The Winterthur Art Association was founded in 1848, making it one of the oldest in Switzerland. In its early days, however, it was very conservative and the art it was interested in was of a rather provincial nature. It also did not yet have its own museum; exhibitions were organized in the town hall or other improvised venues.

After 1900, more and more wealthy Winterthur residents began to collect art on a grand scale and support artists. An important role model was Theodor Reinhart, an important patron and collector whose sons later also became great patrons of culture. Oskar and Georg Reinhart were also actively involved in the new art museum.

In addition to the wealthy Reinharts and the committed Hahnlosers with the architect Robert Rittmeyer, the photographer Hermann Linck and the wealthy Richard Bühler, more and more cosmopolitan art lovers and collectors were to be found in the up-and-coming industrial city of Winterthur, who were looking beyond the limits of the meagre Swiss cultural landscape.

F17041_Roussel, Hedy H., Richard Bühler stehend, Manguin sitzend, Mme Manguin, Arthur H., ca. 1916 Floragarten (von Beat Loosli Solutions & Photos bearbeitet)

Ker-Xavier Roussel, Richard Bühler, Jeanne Manguin and Arthur Hahnloser (from left to right), Hedy Hahnloser and Henri Manguin (seated), 1916 in the Flora garden

When a group of these young and interested people, who met regularly at the Villa Flora for the so-called "Revolutionary Coffee", took over the board of the Kunstverein in 1907, a new era dawned in Winterthur's culture. It was the so-called "glorious decade", when Winterthur became the most progressive art city in the whole of Switzerland and in 1916, in the middle of the First World War, afforded itself a state-of-the-art museum – financed mainly by private individuals.

Arthur and Hedy Hahnloser played a major role in this development, as it was in their home, the Villa Flora, that these plans were hatched. And it was also their home where the latest art from Paris could be seen and with which they significantly shaped the taste of Winterthur's cultural scene and thus also the Kunstverein's acquisition policy.

Although only men were admitted to the Kunstverein and Arthur Hahnloser was on the board, it was clear to all insiders that Hedy was the gray eminence in the background.
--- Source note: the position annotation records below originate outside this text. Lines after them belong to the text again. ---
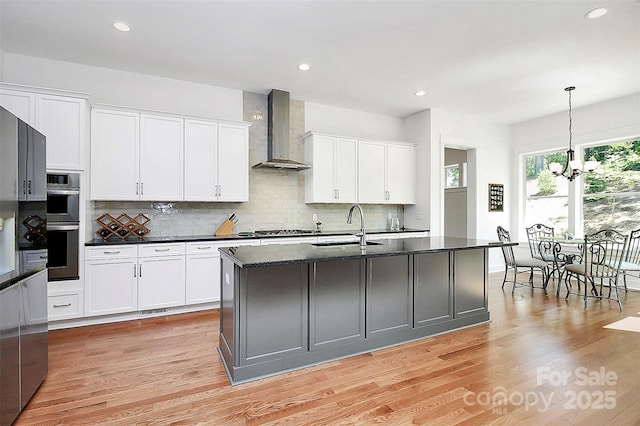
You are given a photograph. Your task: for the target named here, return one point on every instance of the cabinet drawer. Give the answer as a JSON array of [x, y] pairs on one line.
[[110, 252], [205, 247], [168, 249], [65, 305]]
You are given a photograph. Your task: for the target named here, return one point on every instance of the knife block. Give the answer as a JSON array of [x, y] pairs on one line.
[[225, 229]]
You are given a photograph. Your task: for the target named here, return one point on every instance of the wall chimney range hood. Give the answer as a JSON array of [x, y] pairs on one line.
[[278, 134]]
Richard Bühler, president of the association for many years, wrote in retrospect about Hedy that she "influenced the Kunstverein and its collection to a far greater extent than some would like to admit". There were also repeated nasal remarks that the Kunstverein was now simply adopting the tastes of the Hahnloser couple, but Richard Bühler remained cool: "I calmly accepted accusations of riding in the wake of Flora in the quiet conviction that vassalage of this kind was righteous service to a high cause."
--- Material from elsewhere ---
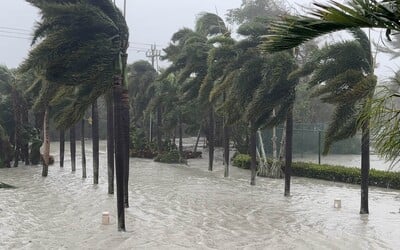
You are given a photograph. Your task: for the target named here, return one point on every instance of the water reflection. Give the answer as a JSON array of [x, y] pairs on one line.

Ferdinand Hodler, Das Wetterhorn, around 1912

Joint gift from Arthur Hahnloser and Richard Bühler to the Kunstmuseum in 1913

Arthur and Hedy were committed to the Kunstverein throughout their lives. Not only with time, ideas and commitment, but also with pictures. Over the years, numerous paintings were donated to the museum. These included important paintings by Ferdinand Hodler, Pierre Bonnard, Félix Vallotton and van Gogh.